PUBLIC

Yes I was, since I am using 9.12.1.

This is great stuff -- with !13593 backported, I don’t see any 
ModuleGraph-related stuff showing up in top spots of the heap profile! Thank 
you for pointing me towards this!

I’ll have to do some more digging to see if there is anything else concretely 
blameable now. But in theory, morally, abstractly, from the 10,000 feet view, 
would it be correct to say that there should be no memory usage difference 
between typechecking a large number of modules from scratch vs. loading the 
`.hi` files for those same modules? (Modulo, of course, the memory usage during 
any single module’s typechecking).

From: Matthew Pickering <matthewtpicker...@gmail.com>
Sent: Wednesday, April 2, 2025 6:03 PM
To: Erdi, Gergo <gergo.e...@sc.com>
Cc: GHC Devs <ghc-devs@haskell.org>; ÉRDI Gergő <ge...@erdi.hu>; Montelatici, 
Raphael Laurent <raphael.montelat...@sc.com>; Dijkstra, Atze 
<atze.dijks...@sc.com>
Subject: [External] Re: GHC memory usage when typechecking from source vs. 
loading ModIfaces

I think you are missing 
https://gitlab.haskell.org/ghc/ghc/-/merge_requests/13593<https://urldefense.com/v3/__https://gitlab.haskell.org/ghc/ghc/-/merge_requests/13593__;!!ASp95G87aa5DoyK5mB3l!736R3M2loLHwk60BLtBarIhVc0mTMNZ41vyzyjTmqQJ81DibLFqtrJNUeZLxM8YOIGmg8SbzoAYXhGK97EyBWDm9$>

On HEAD I get maximum residency of about 200M, NodeKey usage is constant.

On 9.10.1, I get maximum residency of 400M, NodeKey usage looks quadratic.



On Wed, Apr 2, 2025 at 10:47 AM Erdi, Gergo 
<gergo.e...@sc.com<mailto:gergo.e...@sc.com>> wrote:

PUBLIC

zcat ../repro-hs.patch.gz |patch -p0

From: Matthew Pickering 
<matthewtpicker...@gmail.com<mailto:matthewtpicker...@gmail.com>>
Sent: Wednesday, April 2, 2025 5:39 PM
To: Erdi, Gergo <gergo.e...@sc.com<mailto:gergo.e...@sc.com>>
Cc: GHC Devs <ghc-devs@haskell.org<mailto:ghc-devs@haskell.org>>; ÉRDI Gergő 
<ge...@erdi.hu<mailto:ge...@erdi.hu>>; Montelatici, Raphael Laurent 
<raphael.montelat...@sc.com<mailto:raphael.montelat...@sc.com>>; Dijkstra, Atze 
<atze.dijks...@sc.com<mailto:atze.dijks...@sc.com>>
Subject: [External] Re: GHC memory usage when typechecking from source vs. 
loading ModIfaces


What command do I run to generate the files from this patch file? Perhaps a 
link to a git repo would be a suitable way to share the reproducer?
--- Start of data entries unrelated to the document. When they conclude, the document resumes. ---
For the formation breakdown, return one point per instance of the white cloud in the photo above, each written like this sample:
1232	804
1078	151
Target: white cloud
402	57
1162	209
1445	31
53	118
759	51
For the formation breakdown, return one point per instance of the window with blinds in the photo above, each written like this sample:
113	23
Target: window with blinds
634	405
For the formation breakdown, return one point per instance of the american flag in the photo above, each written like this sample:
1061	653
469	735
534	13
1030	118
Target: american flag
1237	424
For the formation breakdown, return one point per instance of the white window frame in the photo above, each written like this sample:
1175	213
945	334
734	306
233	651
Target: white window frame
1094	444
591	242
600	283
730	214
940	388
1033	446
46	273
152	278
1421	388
On Wed, Apr 2, 2025 at 10:26 AM Erdi, Gergo 
<gergo.e...@sc.com<mailto:gergo.e...@sc.com>> wrote:

PUBLIC

Hi Matt,

I think I have something that might demonstrate that GHC (at least GHC 9.12.1) 
might have a similar problem!

With the attached vacuous module hierarchy, I tried compiling M2294 from 
scratch, and then with `.hi` files for everything except the toplevel module. I 
did the same with our GHC-API-using compiler as well. As you can see from the 
attached event logs, while the details differ, the overall shape of the memory 
used by ModuleGraph edges (750k of GWIB and NodeKey_Module constructors for the 
2321 ModuleNodes and ~60k direct dependency edges) is pretty much the same 
between our compiler and GHC 9.12, suggesting to me that GHC is duplicating 
ModuleGraph node information in the dependency edges when building the 
transitive closure.

Based on these measurements, do you agree that this is a GHC-side problem of 
memory usage scaling quadratically with the number of dependency edges?

Thanks,
            Gergo

p.s.: Sorry for including the reproducer module tree in this weird format as a 
patch file, but I am behind a mail server that won’t let me send mails with too 
many individual files in attached archives…

From: Matthew Pickering 
<matthewtpicker...@gmail.com<mailto:matthewtpicker...@gmail.com>>
Sent: Friday, March 28, 2025 8:40 PM
To: Erdi, Gergo <gergo.e...@sc.com<mailto:gergo.e...@sc.com>>
Cc: GHC Devs <ghc-devs@haskell.org<mailto:ghc-devs@haskell.org>>; ÉRDI Gergő 
<ge...@erdi.hu<mailto:ge...@erdi.hu>>; Montelatici, Raphael Laurent 
<raphael.montelat...@sc.com<mailto:raphael.montelat...@sc.com>>; Dijkstra, Atze 
<atze.dijks...@sc.com<mailto:atze.dijks...@sc.com>>
Subject: [External] Re: GHC memory usage when typechecking from source vs. 
loading ModIfaces

HI Gergo,

Do you have a (synthetic?) reproducer? You have probably identified some memory 
leak. However, without any means to reproduce it becomes very difficult to 
investigate. I feel like we are getting into very precise details now, where 
speculating is not going to be so useful.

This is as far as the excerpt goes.